String encoding in Ruby and JSON.generate()

Last week at work we ran into an interesting string encoding issue. The gist of the problem is that we had a string that was valid in Ruby but Ruby threw an exception when we used it in a call to JSON.generate(). Below is a simplified version of this scenario:

>> text = "\x81ru"
=> "\x81ru"

>> hash = { "language" => text }
=> {"language"=>"\x81ru"}

>> JSON.generate(hash)
=> [...] JSON::GeneratorError (source sequence is illegal/malformed utf-8)

>> puts text
=> nil

Notice how Ruby accepts the string and that I am able to use it in a hash, but then JSON.generate() throws an exception when it tries to use it.

If I print the string to the console with puts text the output is ?ru which is already suspicious, notice the "?" at the beginning. Something is amiss with this string but what is it? And why can I pass it around but then JSON.generate() throws an error?

Digging into the issue

The exception reported makes it clear that this is an encoding issue, the text itself says "malformed utf-8". In looking for information about string encoding in Ruby I ran into the post Guide to String Encoding in Ruby by Aaron Patterson that helped me get a better understanding of the problem.

One of the things that Patterson makes clear is that the encoding of a string is a separate property of the string. The string itself is an array of bytes and the encoding is a separate object that is related to the string. This is why it's possible to have strings (i.e. sequence of bytes) assigned to the wrong encoding.

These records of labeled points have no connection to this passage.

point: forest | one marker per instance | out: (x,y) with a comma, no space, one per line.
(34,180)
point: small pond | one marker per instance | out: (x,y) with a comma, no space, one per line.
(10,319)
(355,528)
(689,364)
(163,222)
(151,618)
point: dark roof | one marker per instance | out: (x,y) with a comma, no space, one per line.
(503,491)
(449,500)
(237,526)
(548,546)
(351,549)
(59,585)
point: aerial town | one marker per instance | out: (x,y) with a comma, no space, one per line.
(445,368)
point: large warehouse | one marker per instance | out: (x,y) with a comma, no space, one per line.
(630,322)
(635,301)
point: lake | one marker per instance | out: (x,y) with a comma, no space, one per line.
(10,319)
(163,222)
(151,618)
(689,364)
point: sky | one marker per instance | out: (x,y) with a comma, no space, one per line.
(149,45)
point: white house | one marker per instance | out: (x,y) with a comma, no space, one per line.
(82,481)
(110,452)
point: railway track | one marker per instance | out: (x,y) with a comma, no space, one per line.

Ruby provides some helpful methods to dig further into a string and its encoding. The method valid_encoding? for example checks the string against its current encoding and reports whether it's valid or not. Below is an example of how our problematic string is reported:

>> text = "\x81ru"
=> "\x81ru"

>> text.encoding
=> #<Encoding:UTF-8>

>> text.valid_encoding?
=> false

As we can see the string is assigned UTF-8 encoding by default but this particular string is not valid UTF-8.

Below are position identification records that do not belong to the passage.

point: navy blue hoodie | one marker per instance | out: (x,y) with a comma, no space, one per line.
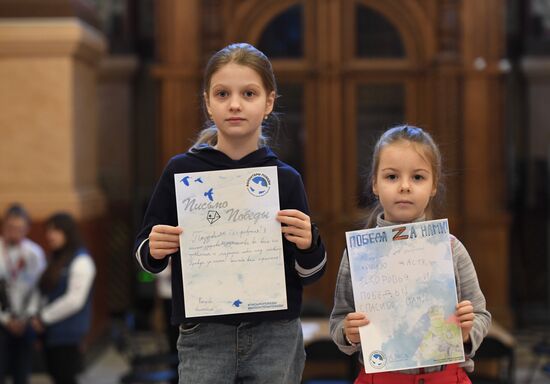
(301,267)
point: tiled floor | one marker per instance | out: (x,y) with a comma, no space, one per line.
(110,365)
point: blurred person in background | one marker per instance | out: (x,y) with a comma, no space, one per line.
(66,286)
(21,264)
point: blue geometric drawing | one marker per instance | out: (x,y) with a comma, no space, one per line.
(258,185)
(237,303)
(185,181)
(212,216)
(210,194)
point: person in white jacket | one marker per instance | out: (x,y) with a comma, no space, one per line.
(21,264)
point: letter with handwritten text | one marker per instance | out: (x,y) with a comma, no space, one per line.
(403,279)
(231,246)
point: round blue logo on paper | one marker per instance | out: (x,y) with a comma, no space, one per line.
(377,359)
(258,184)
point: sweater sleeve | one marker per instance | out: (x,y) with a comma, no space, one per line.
(161,210)
(343,304)
(310,263)
(469,290)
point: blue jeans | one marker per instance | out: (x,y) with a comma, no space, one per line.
(16,355)
(268,352)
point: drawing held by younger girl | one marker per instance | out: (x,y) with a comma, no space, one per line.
(406,180)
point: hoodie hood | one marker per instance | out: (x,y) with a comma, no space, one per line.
(261,157)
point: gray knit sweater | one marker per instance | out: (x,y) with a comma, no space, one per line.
(467,287)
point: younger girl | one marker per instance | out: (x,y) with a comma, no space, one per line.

The fact that the bytes and the encoding are separate explains why we can have a string with an incorrect encoding and why we were able to pass it around and use it (like inside a hash). The post by Patterson provides more information on why this is a good design and reviews other methods that we can use to handle encodings in Ruby strings.

JSON.generate() error

So now we know why we were able to store our problematic string and pass it around. The last piece of the puzzle is to find out why does JSON.generate() throw an exception when it tries to use it. My guess is that JSON.generate() is somehow making sure the string is valid for the UTF-8 encoding and since it isn't it throws an exception.

I can force Ruby to throw a similar (but not identical) exception with the following code:

>> text = "\x81ru"
=> "\x81ru"

>> text.encode("ASCII", "UTF-8")
[...] Encoding::InvalidByteSequenceError ("\x81" on UTF-8)

I found the text of the original exception "source sequence is illegal/malformed utf-8" inside the Ruby source code. It seems to me that the code for JSON.generate() relies on this C code to make sure the string is valid UTF-8 before using it, but I am not familiar with the Ruby source code so take this with a grain of salt.